Dün İstanbul depremi vesilesiyle ölümü bir kez daha derinden hatırlamış olduk,
Ölümü ve ölüm sonrasını, kulluk durumumuzu, Rabbimizle olan ilişkimizi getirdik gözümüzün önüne,
Bugün ölsek acaba halimiz nice olur? Sorusu yankılanırken gönlümüzde,
Ertelediğimiz, hep bir kenarda tutuğumuz yeni başlangıçlar besmeleler geldi aklımıza,
Namaza başlamamız için çekeceğimiz besmelenin durduğu rafın tozlandığını gördük,
Belki de artık tesettüre girsem mi diye içimizde tuttuğumuz hissiyatın kuvvetlendiğini hissettik,
Deprem gibi tabii afetler Rabbimizin bir uyarısı, merhametine sığınırız belki cezası veya lutfudur,
Hamd olsun ki can kaybı yaşanmayan bu depremi bir uyarı olarak görmek,
Sürekli tehir ettiğimiz kulluk vazifelerimize sarılmak için bir fırsat bilmek,
Allah’ın yeni ve daha büyük afetlerinden yine Allah’ın merhametine sığınmak en güzel yol olacaktır.

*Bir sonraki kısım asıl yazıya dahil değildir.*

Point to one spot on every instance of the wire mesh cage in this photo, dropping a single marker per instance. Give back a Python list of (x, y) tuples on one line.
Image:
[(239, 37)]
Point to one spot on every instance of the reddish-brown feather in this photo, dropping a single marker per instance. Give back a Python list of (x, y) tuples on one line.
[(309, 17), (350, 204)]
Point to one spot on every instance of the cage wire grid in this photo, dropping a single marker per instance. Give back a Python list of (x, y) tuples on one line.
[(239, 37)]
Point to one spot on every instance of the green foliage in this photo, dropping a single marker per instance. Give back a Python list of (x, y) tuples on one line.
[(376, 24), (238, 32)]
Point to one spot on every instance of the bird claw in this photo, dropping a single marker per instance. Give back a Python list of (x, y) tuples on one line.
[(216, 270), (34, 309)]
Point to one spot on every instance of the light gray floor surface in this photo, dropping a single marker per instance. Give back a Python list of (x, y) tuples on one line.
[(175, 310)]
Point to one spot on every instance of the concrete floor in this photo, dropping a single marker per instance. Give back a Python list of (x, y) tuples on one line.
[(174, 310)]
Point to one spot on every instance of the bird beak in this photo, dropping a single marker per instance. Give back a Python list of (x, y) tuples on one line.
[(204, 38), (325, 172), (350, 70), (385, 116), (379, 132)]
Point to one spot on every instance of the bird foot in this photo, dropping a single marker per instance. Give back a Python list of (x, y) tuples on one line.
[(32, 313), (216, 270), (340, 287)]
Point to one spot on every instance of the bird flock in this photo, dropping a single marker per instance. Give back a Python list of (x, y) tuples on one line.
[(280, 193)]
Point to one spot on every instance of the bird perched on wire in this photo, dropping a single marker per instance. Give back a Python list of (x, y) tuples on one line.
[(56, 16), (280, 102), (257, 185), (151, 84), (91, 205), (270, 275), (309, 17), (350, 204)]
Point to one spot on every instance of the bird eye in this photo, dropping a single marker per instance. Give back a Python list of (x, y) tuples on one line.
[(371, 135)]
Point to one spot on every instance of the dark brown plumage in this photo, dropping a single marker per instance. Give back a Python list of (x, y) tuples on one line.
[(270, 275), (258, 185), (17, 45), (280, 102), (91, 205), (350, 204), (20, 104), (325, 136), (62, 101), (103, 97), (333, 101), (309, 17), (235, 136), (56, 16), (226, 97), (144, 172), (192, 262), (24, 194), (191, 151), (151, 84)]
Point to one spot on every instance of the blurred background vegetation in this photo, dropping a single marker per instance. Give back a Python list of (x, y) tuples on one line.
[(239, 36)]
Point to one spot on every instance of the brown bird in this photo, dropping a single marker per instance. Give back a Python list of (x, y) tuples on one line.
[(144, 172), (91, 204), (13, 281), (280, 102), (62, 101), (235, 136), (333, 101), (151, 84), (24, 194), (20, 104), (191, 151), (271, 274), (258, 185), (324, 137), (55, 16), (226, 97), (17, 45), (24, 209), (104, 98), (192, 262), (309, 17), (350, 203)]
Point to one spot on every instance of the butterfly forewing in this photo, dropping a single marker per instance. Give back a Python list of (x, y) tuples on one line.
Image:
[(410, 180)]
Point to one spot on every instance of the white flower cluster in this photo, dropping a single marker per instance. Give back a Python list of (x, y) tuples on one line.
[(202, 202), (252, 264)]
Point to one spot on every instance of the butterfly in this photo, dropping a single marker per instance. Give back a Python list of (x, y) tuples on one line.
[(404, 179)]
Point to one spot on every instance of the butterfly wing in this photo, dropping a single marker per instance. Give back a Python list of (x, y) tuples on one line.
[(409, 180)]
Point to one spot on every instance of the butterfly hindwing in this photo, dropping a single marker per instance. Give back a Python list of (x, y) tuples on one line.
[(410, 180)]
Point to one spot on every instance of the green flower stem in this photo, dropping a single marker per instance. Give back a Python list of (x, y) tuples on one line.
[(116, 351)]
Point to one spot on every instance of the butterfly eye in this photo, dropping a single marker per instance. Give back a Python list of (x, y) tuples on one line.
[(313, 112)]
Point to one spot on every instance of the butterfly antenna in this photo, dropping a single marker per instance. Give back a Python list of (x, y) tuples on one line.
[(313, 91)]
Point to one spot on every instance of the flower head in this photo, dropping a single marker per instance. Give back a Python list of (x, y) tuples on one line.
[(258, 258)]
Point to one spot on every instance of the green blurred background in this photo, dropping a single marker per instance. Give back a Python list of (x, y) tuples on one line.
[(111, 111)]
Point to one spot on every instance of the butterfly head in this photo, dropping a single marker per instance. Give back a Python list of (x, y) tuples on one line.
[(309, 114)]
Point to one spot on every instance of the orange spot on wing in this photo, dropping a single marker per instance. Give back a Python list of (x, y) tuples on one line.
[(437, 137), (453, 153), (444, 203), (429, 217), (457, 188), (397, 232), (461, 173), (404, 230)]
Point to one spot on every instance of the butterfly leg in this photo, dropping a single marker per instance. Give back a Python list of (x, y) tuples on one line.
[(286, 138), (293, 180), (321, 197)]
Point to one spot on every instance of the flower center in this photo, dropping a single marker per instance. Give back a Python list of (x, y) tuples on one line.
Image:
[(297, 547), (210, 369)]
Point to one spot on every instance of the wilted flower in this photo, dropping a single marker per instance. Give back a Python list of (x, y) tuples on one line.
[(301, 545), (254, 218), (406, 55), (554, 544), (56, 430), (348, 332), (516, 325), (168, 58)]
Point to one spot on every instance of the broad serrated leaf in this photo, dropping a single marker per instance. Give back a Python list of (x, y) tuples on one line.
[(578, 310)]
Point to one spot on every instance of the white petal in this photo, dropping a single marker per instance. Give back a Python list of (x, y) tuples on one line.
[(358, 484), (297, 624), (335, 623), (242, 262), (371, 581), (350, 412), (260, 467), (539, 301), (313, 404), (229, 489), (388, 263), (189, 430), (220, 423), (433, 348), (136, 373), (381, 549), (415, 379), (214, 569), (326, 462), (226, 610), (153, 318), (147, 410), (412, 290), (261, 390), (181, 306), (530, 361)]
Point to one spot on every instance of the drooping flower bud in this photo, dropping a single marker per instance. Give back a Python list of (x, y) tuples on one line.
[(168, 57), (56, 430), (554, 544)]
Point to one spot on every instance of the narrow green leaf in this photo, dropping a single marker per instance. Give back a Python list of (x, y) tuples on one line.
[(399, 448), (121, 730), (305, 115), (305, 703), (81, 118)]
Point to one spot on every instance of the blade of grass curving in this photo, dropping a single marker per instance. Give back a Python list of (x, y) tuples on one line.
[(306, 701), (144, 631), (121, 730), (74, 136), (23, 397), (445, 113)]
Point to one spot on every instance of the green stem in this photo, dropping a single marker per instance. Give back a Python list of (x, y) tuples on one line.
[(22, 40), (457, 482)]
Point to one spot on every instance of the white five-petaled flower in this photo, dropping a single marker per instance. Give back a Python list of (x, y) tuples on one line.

Mehmet Ali Paşa da yakalandığım depremde “Ne oluyor lan” tepkilerini duymuştum,
Ne oluyor lan demeye fırsat kalmadan yaşayacağımız ölüm hadisesi gelmeden,
Dünyaya imtihan olmak üzere gönderilmiş bir kul olduğumuzu, sorumluluklarımızın olduğunu,
Bir hesap gününün olacağını ve yaptığımız yapmadığımız her şeyden hesaba çekileceğimizi,
Cennet’in ve Cehennemim hak olduğunu hatırlayıp kulluğa açılan kapıdan girmemiz ümidiyle…
Bize kalemle yazmayı öğreten Rabbimize şükürler olsun.